4. Significant Controllers Register and Designated Representative
- The Significant Controllers Register can be kept in hard-copy or electronic form. It is required to be available for review in the company’s Hong Kong Registered Office Address or a designated place in Hong Kong.
- The Significant Controllers Register contains the particular details of the person(s) who have significant controlling interest to the company.
- The company is responsible to obtain and identify the up-to-date information of its Significant Controller(s).
- The company is responsible to prepare and keep the register available for law enforcement officers’ inspection.
- The company must appoint at least one person as the company’s Designated Representative.
- The person is responsible to provide assistance for law enforcement officers to access the company’s Significant Controllers Register.
- The person must be a Hong Kong resident aged 18 or above, who can be the company’s shareholder, director, or an employee of the company; or Hong Kong accounting / legal professional, or registered licensee of “Hong Kong Trust and Company Service Provider”.
5. Company Secretary
- A mandatory requirement to appoint company secretary when registering a Hong Kong company.
- If the secretary is an individual, he or she needs to ordinarily reside in Hong Kong.
- If the company secretary is a body corporate, its business place or registered office address must be in Hong Kong.
- If the company has only a sole shareholder and director, he or she cannot acts also as the company secretary of the company.
6. Share Capital
- No minimum share capital amount requirement for companies registered in Hong Kong.
- Share capital is not limited to the Hong Kong Dollar and can be expressed in any major currency.
- Shares can be transferred freely (subject to a stamp duty fee).
- The usual practice for companies registered in Hong Kong is to have at least one shareholder with 10,000 ordinary shares being issued.
- Issued Share Capital (commonly known as paid-up capital) is the portion of share capital which is issued and subscribed by the shareholders.
7. Registered Address
- Local Hong Kong address is required as the company registered address.
- A P.O. Box cannot be treated as the registered company address.
- Only a valid physical address is accepted as the registered address of the company.
8. Public Information
- Public information refers to information about shareholder(s), director(s), and company secretary.
- It is a mandatory requirement to update your company officer(s) details with the Hong Kong Company Registry.
- Under the two-tier profits tax rates regime, Corporate profits tax rate for the first HKD2 million of assessable profits is 8.25%. Assessable profits above HKD2 million is subject to tax rate of 16.5%.

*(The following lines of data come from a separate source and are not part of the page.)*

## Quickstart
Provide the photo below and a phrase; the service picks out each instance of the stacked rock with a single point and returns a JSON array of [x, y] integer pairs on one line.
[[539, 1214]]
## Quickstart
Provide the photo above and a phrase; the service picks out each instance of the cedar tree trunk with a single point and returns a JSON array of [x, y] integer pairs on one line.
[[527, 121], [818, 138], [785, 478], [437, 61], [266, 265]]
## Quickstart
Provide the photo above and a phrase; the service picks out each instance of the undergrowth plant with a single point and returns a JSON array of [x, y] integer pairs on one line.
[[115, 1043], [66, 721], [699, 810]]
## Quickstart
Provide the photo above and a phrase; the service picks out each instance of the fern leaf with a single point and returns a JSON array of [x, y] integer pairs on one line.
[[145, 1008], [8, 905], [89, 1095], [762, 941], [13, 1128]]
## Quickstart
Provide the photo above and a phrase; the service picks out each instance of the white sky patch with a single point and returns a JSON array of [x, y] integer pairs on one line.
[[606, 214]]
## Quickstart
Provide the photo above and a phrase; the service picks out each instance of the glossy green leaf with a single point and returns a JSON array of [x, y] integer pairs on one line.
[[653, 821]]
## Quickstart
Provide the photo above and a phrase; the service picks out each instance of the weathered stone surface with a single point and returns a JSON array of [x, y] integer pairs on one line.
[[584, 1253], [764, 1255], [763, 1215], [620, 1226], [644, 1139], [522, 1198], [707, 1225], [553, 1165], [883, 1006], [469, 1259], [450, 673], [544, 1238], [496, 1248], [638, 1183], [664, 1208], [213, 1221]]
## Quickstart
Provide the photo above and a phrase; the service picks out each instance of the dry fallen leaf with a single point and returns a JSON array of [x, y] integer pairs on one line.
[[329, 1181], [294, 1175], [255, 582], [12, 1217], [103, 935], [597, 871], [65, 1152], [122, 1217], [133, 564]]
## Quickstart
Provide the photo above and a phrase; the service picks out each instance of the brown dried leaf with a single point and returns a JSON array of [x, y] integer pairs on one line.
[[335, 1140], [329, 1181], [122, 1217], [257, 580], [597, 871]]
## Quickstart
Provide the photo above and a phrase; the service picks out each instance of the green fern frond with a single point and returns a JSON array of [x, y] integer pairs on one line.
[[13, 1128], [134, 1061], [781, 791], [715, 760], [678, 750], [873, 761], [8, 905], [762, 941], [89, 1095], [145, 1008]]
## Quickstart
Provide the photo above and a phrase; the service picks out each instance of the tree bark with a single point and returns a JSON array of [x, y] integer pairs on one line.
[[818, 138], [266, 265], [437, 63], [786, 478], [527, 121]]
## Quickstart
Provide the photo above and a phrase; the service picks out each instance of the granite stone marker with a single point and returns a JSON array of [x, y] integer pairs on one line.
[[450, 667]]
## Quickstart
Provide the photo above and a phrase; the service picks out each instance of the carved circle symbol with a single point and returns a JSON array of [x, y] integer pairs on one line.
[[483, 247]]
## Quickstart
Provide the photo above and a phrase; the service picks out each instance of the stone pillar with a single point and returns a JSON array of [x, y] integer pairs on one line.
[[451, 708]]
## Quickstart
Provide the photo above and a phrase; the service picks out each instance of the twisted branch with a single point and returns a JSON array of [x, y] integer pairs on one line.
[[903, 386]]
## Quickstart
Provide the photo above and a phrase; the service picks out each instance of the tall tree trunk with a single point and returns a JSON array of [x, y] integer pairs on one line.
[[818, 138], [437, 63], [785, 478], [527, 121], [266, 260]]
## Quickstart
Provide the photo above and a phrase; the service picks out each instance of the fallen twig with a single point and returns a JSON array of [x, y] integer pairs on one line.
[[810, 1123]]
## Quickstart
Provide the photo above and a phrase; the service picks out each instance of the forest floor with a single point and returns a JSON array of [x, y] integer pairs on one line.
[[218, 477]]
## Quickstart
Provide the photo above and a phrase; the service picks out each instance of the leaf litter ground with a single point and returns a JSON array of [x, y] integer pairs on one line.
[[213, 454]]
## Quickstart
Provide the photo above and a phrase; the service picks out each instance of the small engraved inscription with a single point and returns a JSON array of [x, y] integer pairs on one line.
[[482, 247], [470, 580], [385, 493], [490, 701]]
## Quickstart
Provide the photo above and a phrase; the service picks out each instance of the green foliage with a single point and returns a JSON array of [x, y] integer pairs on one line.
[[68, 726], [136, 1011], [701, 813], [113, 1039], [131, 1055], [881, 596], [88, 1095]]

- Hong Kong taxation system is on territorial basis.
- Only profits generated from Hong Kong are subjected to Hong Kong’s profits tax.
- No capital gains tax, no dividend withholding tax, and no GST/VAT.
10. Annual compliance requirement
- Annual audit of accounts by HK Practicing Certified Public Accountants is a mandatory requirement. Private Limited Company must file its audited accounts and profit tax return annually with IRD, Inland Revenue Department.
- All company must file annual returns with CR, Companies Registry and pay the annual business registration fee (BR Fee).
- The HK Business Registration Certificate must be renewed annually or once every three years, a month before expiry.
- Annual General Meeting (“AGM”) must be held every financial year. Company must hold its AGM within 9 months after its financial year end date. In the case of the first financial period which is longer than 12 months, the company must hold its AGM within 9 months after the first anniversary of the company’s incorporation ; or 3 months after the end of that financial period, whichever is the later.
- A company can dispense with the holding of AGMs by a written resolution or a resolution at a general meeting passed by all members. Also, a single member company is not required to hold an AGM.